Sementara itu catatan tentang wabah, data anak yang tanpa vaksin lalu terjangkit penyakit dan anak yang divaksin terjangkit penyakit itu adalah fakta. Menurut saya kita perlu membaca data-datanya secara langsung  (yang bentuknya jurnal lebih baik) juga agar bisa berdiri dari pendapat sendiri tanpa tergantung sepenuhnya pada pendapat orang lain (yang kadang gak jelas juga landasan dia ngomong itu apa).

Last but not least

Belajar sejarah dong. Banyaknya kelompok Islam yang secara ekstrim menolak vaksin (biasanya percaya bahwa vaksin adalah konspirasi Yahudi) cuma menunjukkan minimnya mereka membaca sejarah vaksin yang valid. 

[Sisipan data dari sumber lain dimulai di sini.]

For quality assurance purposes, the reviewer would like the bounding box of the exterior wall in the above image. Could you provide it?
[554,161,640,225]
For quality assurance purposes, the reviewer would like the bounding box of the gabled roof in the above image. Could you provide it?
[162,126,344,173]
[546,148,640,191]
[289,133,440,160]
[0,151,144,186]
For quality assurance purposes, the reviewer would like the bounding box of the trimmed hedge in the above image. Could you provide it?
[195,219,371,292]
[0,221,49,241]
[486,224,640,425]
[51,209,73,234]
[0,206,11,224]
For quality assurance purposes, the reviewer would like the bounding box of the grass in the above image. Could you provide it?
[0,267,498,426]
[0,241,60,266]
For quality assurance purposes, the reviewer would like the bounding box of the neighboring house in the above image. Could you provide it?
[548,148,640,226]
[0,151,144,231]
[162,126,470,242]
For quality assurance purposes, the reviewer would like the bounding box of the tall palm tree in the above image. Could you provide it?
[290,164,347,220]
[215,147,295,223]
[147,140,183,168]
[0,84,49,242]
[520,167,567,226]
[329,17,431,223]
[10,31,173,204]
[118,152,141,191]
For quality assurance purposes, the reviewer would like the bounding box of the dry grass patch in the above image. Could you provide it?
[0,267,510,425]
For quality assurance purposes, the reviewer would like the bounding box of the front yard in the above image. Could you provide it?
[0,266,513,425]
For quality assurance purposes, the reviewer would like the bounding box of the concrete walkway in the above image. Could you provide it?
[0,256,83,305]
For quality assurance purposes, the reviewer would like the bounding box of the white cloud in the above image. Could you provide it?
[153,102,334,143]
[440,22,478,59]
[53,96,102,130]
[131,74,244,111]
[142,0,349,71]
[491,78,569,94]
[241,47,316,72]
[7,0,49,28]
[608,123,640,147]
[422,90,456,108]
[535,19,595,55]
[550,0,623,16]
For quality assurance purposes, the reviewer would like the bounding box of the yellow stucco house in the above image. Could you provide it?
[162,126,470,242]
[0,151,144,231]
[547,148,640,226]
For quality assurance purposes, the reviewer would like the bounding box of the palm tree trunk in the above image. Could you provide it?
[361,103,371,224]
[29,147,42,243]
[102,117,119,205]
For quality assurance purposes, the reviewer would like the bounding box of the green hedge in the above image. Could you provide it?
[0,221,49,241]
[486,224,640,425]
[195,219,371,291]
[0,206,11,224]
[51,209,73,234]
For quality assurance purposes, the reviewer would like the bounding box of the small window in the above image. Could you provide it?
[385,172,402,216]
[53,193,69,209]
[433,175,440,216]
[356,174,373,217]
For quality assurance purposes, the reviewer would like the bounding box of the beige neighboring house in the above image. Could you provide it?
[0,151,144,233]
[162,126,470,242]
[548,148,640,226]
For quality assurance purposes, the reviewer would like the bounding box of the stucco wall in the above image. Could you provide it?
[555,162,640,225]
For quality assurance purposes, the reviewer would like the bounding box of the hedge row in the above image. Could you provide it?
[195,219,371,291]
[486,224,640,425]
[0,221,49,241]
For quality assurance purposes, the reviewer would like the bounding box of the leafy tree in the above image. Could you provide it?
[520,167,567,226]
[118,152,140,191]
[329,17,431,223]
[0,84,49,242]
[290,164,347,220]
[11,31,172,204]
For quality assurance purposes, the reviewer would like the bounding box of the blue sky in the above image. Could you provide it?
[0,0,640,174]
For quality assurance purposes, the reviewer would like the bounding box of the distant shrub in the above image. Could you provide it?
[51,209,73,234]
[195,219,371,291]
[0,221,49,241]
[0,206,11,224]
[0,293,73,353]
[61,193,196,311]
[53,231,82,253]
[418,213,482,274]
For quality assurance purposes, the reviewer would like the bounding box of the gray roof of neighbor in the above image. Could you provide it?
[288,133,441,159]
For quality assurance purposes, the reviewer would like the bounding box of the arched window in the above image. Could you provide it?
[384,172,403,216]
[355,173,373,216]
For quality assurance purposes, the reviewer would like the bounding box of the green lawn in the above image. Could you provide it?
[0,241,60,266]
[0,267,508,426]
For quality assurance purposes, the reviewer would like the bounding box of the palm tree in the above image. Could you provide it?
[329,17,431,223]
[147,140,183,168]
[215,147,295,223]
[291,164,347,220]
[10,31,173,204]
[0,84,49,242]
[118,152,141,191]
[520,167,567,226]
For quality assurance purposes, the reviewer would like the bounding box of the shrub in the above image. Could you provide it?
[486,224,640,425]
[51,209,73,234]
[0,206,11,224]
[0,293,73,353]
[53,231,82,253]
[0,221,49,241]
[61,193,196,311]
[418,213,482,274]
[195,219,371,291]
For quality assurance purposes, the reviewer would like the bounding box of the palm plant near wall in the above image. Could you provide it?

Vaksin pertama kali dipraktekan oleh dokter muslim pada masa khilafah abad 18. Metodenya masih berbahaya sekali, yaitu menyuntikkan virus beneran (tanpa dilemahkan) dari penderita cacar variola ringan ke tubuh orang yang sehat. Resikonya besar! Banyak yang cacat bahkan yang meninggal sampai 2%. Namun, terlepas dari ada yang meninggal dan cacat, yang selamat lebih banyak lagi. Sebelum metode ini dilakukan hampir seperempat penduduk terjangkit cacar variola dan 90% dari mereka meninggal. Karena itu lah metode ini tetap dilakukan bahkan tersebar sampai ke negara Eropa.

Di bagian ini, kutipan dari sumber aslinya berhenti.